The SDT did not address any of the submissions made on behalf of the solicitors, but instead fined them a global sum of £4,000 each. The SDT's written determination contained no reasoning to explain the harsh sanction or the apparent irrelevance of the mitigating factors. Furthermore, it contained what appeared to be findings of fact which were not based on any evidence that had been before the SDT.
Nicola Davies J held that the SDT's determination was wholly inadequate. She accepted submissions on behalf of the appellant that the SDT's judgment should have contained a review of the facts; consideration of what had been said by way of mitigation with a view to determining whether any of what had been said should influence the choice of sanction having regard to the purpose of sanction (as set out in Bolton v The Law Society [1994] 1 WLR 514 and The Law Society v Salsbury [2008] EWCA Civ 1285); a review of the range of sanctions; and finally an explanation of why the sanction chosen was appropriate.
The judge held that the SDT's determination that the solicitors had operated an inadequate system of file review was unsustainable in the absence of proper and cogent evidence that there had been an inadequate system of file review. This finding should assist in those instances where the SRA seeks to obtain a sanction against solicitors in connection with allegedly inadequate systems of work but declines to lead evidence of what an adequate system would have been in the circumstances.

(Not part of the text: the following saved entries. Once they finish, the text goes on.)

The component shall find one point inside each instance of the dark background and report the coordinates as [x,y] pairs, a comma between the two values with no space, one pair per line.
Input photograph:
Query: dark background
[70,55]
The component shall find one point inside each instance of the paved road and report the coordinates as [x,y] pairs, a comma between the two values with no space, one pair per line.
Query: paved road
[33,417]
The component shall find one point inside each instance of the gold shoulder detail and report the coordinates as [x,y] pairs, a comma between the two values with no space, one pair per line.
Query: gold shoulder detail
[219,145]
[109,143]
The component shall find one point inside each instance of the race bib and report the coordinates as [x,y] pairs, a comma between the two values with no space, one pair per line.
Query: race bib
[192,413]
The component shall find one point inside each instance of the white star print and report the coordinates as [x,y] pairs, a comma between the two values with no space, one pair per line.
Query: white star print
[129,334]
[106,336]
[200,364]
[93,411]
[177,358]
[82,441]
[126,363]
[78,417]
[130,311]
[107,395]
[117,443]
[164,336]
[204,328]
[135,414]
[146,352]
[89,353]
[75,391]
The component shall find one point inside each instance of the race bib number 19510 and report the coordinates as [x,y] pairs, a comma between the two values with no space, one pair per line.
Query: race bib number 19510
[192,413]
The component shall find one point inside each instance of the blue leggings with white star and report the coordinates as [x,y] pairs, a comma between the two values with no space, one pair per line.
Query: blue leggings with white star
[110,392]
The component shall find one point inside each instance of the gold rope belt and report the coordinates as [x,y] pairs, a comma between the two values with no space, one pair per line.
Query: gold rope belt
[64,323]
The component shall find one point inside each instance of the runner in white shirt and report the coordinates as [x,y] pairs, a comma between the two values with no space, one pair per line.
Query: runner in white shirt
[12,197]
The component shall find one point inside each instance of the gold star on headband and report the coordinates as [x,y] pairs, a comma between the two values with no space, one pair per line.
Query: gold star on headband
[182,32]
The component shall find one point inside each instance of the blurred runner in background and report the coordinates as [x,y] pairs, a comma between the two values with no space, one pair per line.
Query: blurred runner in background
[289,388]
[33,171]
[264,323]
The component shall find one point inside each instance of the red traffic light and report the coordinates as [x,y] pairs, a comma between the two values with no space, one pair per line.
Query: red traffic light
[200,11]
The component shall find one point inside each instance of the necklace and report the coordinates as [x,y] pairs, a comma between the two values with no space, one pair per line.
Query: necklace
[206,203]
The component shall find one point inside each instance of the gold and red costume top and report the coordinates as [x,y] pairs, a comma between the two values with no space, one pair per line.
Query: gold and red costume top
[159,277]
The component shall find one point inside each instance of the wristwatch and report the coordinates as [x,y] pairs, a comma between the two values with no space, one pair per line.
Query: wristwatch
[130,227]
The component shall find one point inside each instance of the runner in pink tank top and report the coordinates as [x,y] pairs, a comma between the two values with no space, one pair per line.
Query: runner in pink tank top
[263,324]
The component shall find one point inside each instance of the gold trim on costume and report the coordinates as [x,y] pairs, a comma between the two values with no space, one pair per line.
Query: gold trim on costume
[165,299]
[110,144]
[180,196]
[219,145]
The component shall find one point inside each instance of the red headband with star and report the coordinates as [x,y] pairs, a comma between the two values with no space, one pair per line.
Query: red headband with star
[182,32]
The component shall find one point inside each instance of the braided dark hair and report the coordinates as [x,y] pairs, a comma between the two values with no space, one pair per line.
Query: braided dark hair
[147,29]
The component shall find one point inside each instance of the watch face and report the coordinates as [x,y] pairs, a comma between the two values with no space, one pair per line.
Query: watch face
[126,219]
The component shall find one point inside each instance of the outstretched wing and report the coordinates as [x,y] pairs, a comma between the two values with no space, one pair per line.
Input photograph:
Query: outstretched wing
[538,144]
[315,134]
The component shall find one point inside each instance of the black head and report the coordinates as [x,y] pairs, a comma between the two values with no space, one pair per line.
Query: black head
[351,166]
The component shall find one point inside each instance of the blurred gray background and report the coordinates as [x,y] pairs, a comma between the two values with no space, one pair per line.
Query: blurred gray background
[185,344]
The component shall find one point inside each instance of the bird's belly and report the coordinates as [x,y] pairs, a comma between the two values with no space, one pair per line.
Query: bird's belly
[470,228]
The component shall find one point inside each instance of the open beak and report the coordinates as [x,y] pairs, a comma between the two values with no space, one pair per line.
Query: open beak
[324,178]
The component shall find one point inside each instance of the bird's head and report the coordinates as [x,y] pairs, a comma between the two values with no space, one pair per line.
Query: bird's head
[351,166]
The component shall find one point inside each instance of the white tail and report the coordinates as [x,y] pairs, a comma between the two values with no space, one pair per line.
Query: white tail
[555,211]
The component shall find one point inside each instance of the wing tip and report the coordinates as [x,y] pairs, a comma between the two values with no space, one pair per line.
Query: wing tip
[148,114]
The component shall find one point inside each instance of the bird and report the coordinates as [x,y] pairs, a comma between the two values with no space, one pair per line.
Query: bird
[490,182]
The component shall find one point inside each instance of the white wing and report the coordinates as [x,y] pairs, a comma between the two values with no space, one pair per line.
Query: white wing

In a passage which will be warmly welcomed by practitioners, the judge noted with surprise the absence of any Indicative Sanctions Guidelines available to explain the SDT's approach to sanction. It is to be hoped that the SDT will now finally address the task of preparing ISG, "to assist the transparency of the proceedings", as the judge put it.
The judge undertook her own analysis of the appropriate sanction in this particular case. She appears to have accepted that breaches of the "strict liability" Solicitors' Accounts Rules could, depending on the facts, take place but involve no misconduct on the part of the solicitor who is in breach; furthermore, she expressly accepted that the appellants' obvious willingness to comply with the rules of the profession after the thefts had been discovered was of central importance in determining what sanction should be applied having regard to the purpose of sanctions.
It is noteworthy that the SRA has not sought leave to appeal against the judgment. The case should give encouragement to those who have been poorly treated in the SDT to appeal notwithstanding the Administrative Court's historic reluctance to interfere with the "expert determination" of that tribunal.